Wednesday, January 25, 2012

One is Not Enough

With the post-holiday plethora of free and reduced price ebooks and a generous gift card, I lost my head completely and took fliers on a lot of new authors. As a result, I am now working my way through 18 pages of unread titles, quite a few by first-time novelists. Many of these, unfortunately, are not quite ready for prime time, but I was astonished and gratified at the quality of a few first efforts and hope for many more books from these new voices.

Blood & Ashes: The Debut Oscar Jade Thriller! is a wonderful retro noir set in Miami just days after the beginning of the Second World War.

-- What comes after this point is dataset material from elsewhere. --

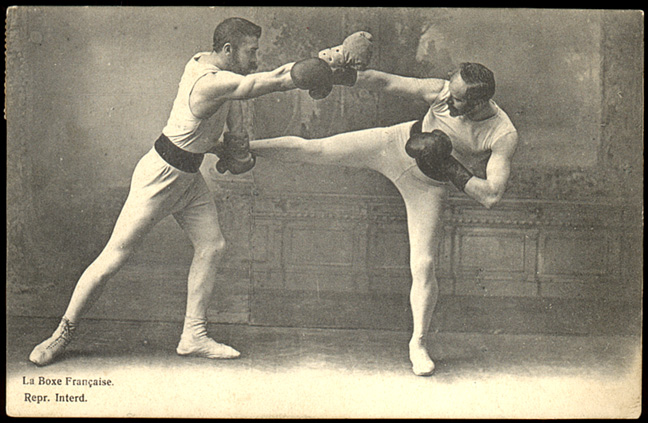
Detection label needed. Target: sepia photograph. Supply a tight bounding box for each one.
[4,5,644,419]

Oscar Jade is a tough wise-cracking PI who has been declined for military service because of a club foot, despite his excellent martial skills and police background. He lives in a rented room over a seedy beachfront bar operated by his friend and sometime sidekick Claude. The period descriptions of Miami and its society, both topside and bilge, contribute quite a bit to the campy charm of this maiden voyage by author Mark Loeffelholz.

When a pretty young wife comes to Oscar for protection after finding a large insurance policy that her increasingly estranged husband has purchased on her life without her knowledge, things start to get ugly fast and he finds himself in the middle of a shooting war between two competing Mafia families. Major mayhem, dirty cops, gorgeous broads, and a fine set of double-crosses keep the story moving at a breathless pace, although Oscar's survival in the face of many bloody roughing-ups strained my credibility a bit––even after rereading Georgette's post on suspension of disbelief last week.

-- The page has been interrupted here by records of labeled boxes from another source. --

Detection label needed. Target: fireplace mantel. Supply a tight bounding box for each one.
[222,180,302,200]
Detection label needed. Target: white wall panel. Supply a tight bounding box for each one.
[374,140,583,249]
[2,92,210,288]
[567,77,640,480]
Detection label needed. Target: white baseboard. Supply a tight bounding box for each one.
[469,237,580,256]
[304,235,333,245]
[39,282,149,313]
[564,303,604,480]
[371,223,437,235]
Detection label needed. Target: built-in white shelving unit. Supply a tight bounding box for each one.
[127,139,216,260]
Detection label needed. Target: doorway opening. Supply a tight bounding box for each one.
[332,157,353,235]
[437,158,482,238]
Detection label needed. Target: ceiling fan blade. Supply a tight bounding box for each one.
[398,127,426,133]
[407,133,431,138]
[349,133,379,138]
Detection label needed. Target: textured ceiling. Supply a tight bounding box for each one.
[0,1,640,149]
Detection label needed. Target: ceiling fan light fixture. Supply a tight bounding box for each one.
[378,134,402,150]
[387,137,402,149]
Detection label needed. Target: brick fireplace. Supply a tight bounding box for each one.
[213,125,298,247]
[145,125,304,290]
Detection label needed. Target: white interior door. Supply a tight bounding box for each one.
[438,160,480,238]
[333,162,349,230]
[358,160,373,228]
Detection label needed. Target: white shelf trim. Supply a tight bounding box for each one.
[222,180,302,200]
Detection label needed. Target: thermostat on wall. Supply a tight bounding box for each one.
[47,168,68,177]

There are a number of interesting hints about Oscar's past that left me quite curious. Fortunately, Loeffelholz has a sequel, tentatively entitled Storm Maker, in the works for release later this year. If you enjoy a good old-fashioned tough-talking thriller, give Blood & Ashes a look. It is available in both paperback and electronic format.

Pygmalion and Galatea. Cinderella and her prince. Henry Higgins and Eliza Doolittle in My Fair Lady. Did you ever wonder how "happily ever after" worked out for these completely made-over partners of controlling and perfectionist men? Rachel Abbott addresses one such pairing in Only the Innocent.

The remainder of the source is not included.